Molecular Partners has priced its IPO, setting it up to raise $63.8 million to fund work on oncology and infectious disease candidates. The IPO haul is set to fall well short of the original target after a five-day period in which the biotech’s share price in Switzerland fell 17%.
Zurich-based Molecular Partners filed to list shares on Nasdaq in April, at which time the plan was to raise up to $100 million to fund early-phase clinical trials in oncology and infectious diseases. Last week, the developer of a new class of custom-built protein drugs updated its paperwork and tied its planned IPO pricing to its Swiss stock, which traded for CHF 24.40, around $27, on June 8.
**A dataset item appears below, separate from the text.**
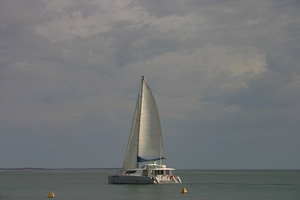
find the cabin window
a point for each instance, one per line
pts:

Since then, Molecular Partners’ stock has traded down to CHF 21.15. After suffering the double-digit drop in the price of its Swiss stock, Molecular Partners priced its U.S. IPO at $21.25. The price, which is below the level at which the Swiss stock closed on Tuesday, leaves Molecular Partners with a smaller haul than originally anticipated.
Molecular Partners ended March with almost $155 million in the bank, suggesting it will still have the money to execute its plans despite the IPO failing short. The last IPO registration statement released by Molecular Partners proposed spending $25 million on completing a phase 1 trial of MP0317, $40 million on the expansion of an infectious disease program and $43 million on taking a treatment for acute myeloid leukemia through phase 1.
A deal with Novartis could further strengthen Molecular Partners’ balance sheet. Novartis paid CHF 20 million and bought a CHF 40 million stake in Molecular Partners in October as part of a deal for two antiviral COVID-19 candidates. Molecular Partners subsequently suffered a setback when the lockdown in the U.K. stopped it from dosing healthy volunteers from December 2020 to April 2021, but the program is now back on track. Novartis will have to pay CHF 150 million if it wants to opt in.
Molecular Partners has other deals with AbbVie and Amgen as well as wholly owned candidates that are on the cusp of clinical development. The AbbVie-partnered program, VEGF inhibitor abicipar, is the most advanced asset, but concerns about the ocular inflammation profile seen in phase 2 mean its future is uncertain.